The trade war still has teeth, though it’s just nibbling shares outside of China.
Trade moves out of focus
A 1.7% retreat by Hong Kong shares points to a flavour of broader sentiment when mainland markets and a clutch of other Asian bourses re-open from a one-day break tomorrow. European shares also remain moderately offside, after China bowed to what was widely seen as the inevitable by calling off Washington talks. The balance is tipped toward weakness by tariff-sensitive automobile & parts shares and in the China-linked mining industry. But other influences are increasingly having a say. Comcast’s knock-out bid for Sky, 17% higher than previously offered, gives a fillip to broadcast stocks.
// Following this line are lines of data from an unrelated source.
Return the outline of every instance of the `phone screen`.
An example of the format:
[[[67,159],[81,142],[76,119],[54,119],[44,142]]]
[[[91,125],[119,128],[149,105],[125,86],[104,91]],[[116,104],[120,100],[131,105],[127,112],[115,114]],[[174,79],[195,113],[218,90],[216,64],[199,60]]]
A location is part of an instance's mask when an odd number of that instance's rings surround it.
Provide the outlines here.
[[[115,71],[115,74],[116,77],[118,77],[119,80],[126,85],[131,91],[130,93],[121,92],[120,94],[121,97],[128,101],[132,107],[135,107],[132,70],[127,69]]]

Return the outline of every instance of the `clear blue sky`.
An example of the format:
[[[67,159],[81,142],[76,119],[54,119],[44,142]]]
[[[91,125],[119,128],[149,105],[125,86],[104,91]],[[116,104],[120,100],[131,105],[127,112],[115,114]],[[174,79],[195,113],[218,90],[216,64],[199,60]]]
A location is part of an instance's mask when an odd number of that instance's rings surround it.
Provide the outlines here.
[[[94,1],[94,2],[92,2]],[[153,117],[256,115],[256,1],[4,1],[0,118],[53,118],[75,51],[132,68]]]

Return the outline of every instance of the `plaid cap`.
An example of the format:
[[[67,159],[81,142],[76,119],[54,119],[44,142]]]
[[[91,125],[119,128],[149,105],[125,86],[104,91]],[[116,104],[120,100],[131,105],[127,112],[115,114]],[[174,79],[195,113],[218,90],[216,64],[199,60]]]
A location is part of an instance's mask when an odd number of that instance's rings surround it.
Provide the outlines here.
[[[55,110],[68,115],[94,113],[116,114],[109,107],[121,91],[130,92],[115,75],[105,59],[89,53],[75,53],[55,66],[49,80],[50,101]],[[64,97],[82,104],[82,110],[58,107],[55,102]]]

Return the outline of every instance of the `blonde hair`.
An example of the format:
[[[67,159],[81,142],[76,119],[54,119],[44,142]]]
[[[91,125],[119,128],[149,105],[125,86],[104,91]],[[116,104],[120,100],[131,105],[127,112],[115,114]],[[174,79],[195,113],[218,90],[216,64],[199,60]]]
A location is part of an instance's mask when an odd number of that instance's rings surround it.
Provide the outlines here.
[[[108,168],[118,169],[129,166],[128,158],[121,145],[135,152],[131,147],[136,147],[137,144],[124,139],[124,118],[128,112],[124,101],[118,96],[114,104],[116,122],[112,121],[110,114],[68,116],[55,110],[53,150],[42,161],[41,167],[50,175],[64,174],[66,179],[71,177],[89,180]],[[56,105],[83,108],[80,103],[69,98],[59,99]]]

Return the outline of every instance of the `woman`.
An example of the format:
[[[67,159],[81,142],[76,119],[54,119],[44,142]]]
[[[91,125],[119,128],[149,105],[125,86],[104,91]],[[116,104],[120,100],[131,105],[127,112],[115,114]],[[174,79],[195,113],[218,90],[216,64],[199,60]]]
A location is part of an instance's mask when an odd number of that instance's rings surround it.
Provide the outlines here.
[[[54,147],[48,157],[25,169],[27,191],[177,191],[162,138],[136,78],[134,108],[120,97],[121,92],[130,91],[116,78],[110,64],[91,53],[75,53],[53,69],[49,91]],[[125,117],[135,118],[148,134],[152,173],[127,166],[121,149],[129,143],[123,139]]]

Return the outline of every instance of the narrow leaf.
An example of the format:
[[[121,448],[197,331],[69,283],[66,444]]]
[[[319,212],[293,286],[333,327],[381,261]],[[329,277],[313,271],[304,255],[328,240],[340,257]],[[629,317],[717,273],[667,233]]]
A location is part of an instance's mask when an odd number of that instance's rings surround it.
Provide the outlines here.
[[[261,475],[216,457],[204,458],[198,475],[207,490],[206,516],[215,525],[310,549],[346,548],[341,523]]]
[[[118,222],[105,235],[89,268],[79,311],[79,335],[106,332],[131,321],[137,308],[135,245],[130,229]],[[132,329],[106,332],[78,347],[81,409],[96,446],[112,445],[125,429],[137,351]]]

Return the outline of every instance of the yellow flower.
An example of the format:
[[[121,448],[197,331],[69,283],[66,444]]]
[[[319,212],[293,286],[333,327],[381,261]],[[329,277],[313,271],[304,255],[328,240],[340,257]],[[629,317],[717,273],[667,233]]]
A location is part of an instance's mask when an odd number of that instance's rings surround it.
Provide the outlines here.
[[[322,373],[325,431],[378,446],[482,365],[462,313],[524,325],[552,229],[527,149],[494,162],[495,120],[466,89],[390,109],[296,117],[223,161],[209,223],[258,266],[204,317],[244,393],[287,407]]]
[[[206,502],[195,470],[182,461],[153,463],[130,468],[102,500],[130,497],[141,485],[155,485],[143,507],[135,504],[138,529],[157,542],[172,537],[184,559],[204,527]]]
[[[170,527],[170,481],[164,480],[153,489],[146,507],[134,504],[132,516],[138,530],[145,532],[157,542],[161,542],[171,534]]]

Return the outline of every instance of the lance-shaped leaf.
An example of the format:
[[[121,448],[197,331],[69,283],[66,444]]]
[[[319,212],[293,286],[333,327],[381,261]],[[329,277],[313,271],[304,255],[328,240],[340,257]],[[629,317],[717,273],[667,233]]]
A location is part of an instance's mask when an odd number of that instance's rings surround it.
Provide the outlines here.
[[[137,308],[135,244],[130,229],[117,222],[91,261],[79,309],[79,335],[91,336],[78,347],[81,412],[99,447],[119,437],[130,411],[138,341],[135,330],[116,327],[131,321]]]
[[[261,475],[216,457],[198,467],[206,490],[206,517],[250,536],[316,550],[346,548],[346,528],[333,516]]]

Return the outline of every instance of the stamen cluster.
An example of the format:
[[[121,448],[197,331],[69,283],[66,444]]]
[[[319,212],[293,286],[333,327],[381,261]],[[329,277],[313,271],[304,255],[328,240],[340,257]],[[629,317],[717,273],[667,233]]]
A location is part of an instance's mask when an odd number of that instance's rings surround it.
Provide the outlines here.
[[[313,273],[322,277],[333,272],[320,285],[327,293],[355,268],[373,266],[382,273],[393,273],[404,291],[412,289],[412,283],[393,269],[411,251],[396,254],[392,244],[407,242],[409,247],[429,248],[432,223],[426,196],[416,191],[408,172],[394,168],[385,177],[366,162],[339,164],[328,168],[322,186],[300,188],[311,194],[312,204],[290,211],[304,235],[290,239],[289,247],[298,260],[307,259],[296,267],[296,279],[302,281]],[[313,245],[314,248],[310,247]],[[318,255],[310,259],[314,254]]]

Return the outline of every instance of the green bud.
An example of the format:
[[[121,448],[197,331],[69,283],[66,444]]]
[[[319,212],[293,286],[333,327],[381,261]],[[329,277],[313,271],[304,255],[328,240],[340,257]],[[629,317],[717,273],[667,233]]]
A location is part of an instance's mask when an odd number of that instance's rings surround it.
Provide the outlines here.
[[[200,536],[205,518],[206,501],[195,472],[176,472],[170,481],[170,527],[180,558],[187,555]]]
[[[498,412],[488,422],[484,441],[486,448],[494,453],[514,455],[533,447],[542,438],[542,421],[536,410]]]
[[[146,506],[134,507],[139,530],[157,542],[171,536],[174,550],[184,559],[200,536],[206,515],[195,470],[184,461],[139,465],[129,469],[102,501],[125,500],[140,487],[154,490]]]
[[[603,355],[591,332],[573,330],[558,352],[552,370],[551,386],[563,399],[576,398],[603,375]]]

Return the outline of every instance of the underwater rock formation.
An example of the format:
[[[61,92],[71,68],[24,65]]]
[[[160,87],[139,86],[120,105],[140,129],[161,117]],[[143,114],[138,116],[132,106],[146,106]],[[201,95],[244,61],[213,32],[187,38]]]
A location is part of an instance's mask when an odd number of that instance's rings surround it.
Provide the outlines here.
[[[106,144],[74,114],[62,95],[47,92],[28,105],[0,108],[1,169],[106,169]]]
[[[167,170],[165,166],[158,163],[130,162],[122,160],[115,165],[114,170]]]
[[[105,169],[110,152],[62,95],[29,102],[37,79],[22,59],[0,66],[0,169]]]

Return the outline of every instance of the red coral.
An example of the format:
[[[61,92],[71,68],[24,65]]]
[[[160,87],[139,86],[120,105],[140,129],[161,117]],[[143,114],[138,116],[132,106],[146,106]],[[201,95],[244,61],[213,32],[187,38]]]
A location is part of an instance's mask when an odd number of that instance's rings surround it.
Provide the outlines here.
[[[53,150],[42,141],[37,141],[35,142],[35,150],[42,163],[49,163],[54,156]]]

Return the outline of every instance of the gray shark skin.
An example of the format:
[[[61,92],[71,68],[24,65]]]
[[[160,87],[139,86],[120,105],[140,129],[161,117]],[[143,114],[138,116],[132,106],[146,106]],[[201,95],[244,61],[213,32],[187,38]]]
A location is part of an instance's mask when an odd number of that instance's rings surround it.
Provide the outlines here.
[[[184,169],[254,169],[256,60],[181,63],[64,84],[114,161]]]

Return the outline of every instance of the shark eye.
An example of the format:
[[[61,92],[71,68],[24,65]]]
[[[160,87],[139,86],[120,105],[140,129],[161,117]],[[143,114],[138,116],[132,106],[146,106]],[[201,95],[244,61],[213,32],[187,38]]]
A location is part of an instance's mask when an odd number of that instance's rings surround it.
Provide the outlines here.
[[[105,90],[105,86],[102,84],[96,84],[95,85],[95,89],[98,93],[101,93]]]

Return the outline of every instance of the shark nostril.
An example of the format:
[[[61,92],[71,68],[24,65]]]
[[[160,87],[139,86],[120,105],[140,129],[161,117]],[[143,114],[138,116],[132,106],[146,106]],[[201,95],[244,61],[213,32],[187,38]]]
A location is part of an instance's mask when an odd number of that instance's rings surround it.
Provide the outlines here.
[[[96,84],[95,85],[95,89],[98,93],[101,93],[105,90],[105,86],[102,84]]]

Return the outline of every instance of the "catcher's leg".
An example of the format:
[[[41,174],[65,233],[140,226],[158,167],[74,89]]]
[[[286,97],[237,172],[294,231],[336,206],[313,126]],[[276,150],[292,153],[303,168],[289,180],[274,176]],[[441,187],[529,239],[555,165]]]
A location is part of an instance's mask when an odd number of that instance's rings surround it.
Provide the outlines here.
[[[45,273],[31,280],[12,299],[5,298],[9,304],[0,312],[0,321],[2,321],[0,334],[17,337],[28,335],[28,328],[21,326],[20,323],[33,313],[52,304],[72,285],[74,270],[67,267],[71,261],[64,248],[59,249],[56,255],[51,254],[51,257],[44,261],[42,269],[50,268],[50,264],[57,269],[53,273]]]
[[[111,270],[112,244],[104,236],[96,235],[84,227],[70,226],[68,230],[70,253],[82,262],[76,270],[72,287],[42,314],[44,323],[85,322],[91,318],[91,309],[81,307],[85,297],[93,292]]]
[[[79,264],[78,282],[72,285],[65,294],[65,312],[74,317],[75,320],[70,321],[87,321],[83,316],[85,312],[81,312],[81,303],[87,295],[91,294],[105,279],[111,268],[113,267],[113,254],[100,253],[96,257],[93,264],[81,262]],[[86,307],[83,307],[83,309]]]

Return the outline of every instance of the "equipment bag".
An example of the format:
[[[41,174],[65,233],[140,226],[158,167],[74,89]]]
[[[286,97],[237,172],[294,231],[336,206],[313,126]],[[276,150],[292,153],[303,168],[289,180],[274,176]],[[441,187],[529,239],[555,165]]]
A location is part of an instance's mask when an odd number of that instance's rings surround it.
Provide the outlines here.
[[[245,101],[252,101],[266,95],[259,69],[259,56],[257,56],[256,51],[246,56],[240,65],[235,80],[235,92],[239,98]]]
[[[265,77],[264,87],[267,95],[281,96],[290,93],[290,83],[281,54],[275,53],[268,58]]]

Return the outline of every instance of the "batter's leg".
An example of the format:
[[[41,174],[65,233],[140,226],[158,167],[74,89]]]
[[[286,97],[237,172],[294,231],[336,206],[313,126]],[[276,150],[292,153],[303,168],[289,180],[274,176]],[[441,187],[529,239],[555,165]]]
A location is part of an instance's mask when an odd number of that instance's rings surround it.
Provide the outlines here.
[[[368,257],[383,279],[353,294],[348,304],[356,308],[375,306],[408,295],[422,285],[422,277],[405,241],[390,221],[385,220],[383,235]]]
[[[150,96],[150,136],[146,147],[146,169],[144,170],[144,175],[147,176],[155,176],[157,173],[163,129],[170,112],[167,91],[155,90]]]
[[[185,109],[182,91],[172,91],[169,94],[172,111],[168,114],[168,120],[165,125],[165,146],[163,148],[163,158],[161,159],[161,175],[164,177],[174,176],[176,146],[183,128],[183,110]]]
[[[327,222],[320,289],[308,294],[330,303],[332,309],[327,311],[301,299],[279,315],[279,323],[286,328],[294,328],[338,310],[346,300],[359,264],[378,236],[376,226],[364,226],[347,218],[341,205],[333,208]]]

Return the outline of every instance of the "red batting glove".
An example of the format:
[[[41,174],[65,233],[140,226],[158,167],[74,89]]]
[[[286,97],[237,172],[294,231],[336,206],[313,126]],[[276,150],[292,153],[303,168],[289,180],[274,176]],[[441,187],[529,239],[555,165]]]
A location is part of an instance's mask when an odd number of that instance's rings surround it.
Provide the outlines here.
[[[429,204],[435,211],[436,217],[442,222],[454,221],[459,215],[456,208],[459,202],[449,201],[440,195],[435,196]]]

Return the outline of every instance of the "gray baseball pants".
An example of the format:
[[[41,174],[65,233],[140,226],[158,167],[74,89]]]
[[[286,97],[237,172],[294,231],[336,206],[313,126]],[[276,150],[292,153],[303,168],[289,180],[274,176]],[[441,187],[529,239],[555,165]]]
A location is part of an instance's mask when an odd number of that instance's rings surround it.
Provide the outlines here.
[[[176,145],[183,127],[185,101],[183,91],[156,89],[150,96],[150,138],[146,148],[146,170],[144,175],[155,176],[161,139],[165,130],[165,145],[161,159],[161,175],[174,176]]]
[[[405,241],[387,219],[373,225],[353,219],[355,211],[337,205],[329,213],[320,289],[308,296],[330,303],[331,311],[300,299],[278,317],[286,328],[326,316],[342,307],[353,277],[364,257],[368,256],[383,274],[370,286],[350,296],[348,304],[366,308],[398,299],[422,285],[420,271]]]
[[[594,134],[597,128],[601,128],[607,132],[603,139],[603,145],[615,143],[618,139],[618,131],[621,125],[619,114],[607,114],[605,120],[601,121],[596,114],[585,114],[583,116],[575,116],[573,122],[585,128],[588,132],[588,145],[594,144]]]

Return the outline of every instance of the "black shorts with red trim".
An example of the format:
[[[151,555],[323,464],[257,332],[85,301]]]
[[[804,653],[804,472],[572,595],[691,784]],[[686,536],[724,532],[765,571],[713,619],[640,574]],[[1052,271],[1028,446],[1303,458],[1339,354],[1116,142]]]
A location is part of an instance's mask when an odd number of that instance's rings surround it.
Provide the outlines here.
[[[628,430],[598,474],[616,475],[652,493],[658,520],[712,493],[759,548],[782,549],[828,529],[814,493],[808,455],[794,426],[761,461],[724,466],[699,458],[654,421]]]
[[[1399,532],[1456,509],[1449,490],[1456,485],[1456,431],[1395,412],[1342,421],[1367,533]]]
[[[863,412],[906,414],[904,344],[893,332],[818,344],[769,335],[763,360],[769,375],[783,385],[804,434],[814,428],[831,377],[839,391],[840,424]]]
Oil names also lead after Saudi Arabia and Russia jointly signalled production hikes don’t mesh with their current priorities. A lift is also visible amongst continental and London-listed retailers despite tentative talks between France’s Casino and Carrefour descending into acrimony. The point about rising consolidation pressure is not lost on investors. Elsewhere, numbers are being run on Tesco’s new Jack discount format, and at worst, the verdict is neutral, given the small initial commitment of 10-15 stores. That’s a de facto positive if the prize of new effective opposition to Aldi/Lidl can be grasped. Some of the red tint across markets—including Wall Street futures—has a precautionary eye to the Fed meeting. A 0.25% rise is fully priced; the dot plot of projected hikes (including Wednesday’s and in December) also looks baked. Investors are therefore weighing the risk that the median forecast for three more rises in 2019 rises could tilt higher.
Sterling leads fightback
The dollar has reached a related impasse that only policy contours will break easily this week. The market’s more optimistic reassessment of medium-term impacts from the new global trade order is holding. That’s to the detriment of the dollar for now. And yet, speculators continue to add to net longs. Residual benefits of fiscal stimulus (tax cuts) still feed through the economy: solid goods orders later this week, as expected, would be the latest instance. The 10-year Treasury yield is thereby comfortably above 3% and 2-year Treasury yields are setting a string of decade peaks. It’s difficult to see these conditions as underlying dollar negatives. The volatility around that constant is again being led by sterling. The pound is also resilient against the yen and franc among other majors. Huge incoming value implied by Comcast’s $40bn Sky bid is cited by some participants. It’s also clear some are playing the unwind of Friday’s aggressive reaction to Brexit deadlock, whilst the opposition Labour Party verges on backing a second referendum. The key decider of whether the reflexive Brexit correction is fleeting or not is whether cable can close comfortably above $1.320. That was a confirmed support before the rate spiked to its highest since July last week.
Watch Tuesday data
Monday’s static calendar could leave market participants to their own devices till the agenda hots up on Tuesday. Then, we will have Germany’s industrial price data, a business climate update from France—where growth has quickened this quarter—before official and unofficial U.S. residential property data. German CPI is another must watch on Thursday, ahead of U.S. durable goods orders. The headline outcome is likely to be skewed by a large order of Boeing aircraft in August.